D’altra parte, chi lo elogia ha argomenti a sua difesa. Anthony è il miglior marcatore nella storia della nazionale Usa e è l’unico ad aver vinto 4 medaglie olimpiche, di cui tre d’oro consecutive. Inoltre, è considerato uno dei migliori attaccanti della sua generazione. E’ il 19° miglior marcatore all-time della lega ed è sua la miglior prestazione di sempre al Madison square garden (62 punti contro Charlotte nel gennaio del 2014).

[Nel febbraio del 2014 Anthony supera il record di punti in una singola partita al Madison di Kobe Byant (61 punti). Uninca gioia di una stagione disastrata]

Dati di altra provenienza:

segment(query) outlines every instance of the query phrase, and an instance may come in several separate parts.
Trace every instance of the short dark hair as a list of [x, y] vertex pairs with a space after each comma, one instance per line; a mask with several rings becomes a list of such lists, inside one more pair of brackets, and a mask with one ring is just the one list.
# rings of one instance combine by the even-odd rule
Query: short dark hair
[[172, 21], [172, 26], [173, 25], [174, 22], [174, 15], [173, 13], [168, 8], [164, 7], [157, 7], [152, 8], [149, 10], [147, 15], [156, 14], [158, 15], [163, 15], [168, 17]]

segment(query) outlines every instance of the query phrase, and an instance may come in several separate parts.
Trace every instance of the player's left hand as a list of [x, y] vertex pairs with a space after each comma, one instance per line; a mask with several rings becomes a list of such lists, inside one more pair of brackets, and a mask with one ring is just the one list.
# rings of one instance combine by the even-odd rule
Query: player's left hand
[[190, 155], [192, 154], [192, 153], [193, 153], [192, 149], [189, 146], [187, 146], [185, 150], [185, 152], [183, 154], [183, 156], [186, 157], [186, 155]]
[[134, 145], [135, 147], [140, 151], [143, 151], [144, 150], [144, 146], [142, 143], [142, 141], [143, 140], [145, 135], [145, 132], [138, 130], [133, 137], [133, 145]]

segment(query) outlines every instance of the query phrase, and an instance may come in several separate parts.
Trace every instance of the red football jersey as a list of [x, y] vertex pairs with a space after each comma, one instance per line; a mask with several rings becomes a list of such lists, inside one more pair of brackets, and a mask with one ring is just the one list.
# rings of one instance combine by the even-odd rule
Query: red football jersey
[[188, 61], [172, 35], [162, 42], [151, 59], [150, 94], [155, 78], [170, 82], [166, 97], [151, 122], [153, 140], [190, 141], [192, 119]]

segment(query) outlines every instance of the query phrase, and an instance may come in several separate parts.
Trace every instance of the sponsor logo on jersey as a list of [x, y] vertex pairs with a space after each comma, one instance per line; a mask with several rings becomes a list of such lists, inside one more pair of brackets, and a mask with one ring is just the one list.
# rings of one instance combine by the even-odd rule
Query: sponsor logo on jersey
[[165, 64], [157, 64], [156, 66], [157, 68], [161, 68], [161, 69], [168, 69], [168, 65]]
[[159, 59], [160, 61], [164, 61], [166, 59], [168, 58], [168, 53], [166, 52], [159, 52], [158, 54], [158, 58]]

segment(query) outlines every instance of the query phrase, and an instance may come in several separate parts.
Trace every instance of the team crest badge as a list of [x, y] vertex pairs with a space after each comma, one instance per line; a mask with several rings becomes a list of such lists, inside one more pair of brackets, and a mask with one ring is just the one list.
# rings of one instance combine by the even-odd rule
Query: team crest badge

Paul Pierce, nell’indicare la sua top 5 degli immarcabili (mettendolo al primo posto), ha dato una definizione perfetta della sua completezza offensiva: “È una miscela unica di stazza, forza e atletismo, con inoltre un tocco di primissimo livello al tiro e un’abilità naturale di raggiungere il ferro. Alcuni giocatori hanno una o due capacità che li rendono speciali, ma Carmelo sa fare tutto, il che ti mette in una pessima situazione se devi difendere su di lui”. 

Alle soglie dei 34 anni Melo non ha grandi prospettive davanti a se. L’opportunità Lakers sembra sfumata ormai.

PortoRico ha già fatto sapere che accoglierebbe a braccia aperte il ritorno del figliol prodigo. Secondo Tracy McGrady, invece, la scelta giusta sarebbe quella del ritiro.

Qualunque sarà la sua scelta, ormai non ha più molta importanza: a prescindere dai suoi mille difetti, Melo è entrato nella storia di questo sport, è stato un idolo di molti ragazzi per anni, ha fatto sognare una generazione. Non sarà come vincere un anello, ma non è una cosa di tutti i giorni.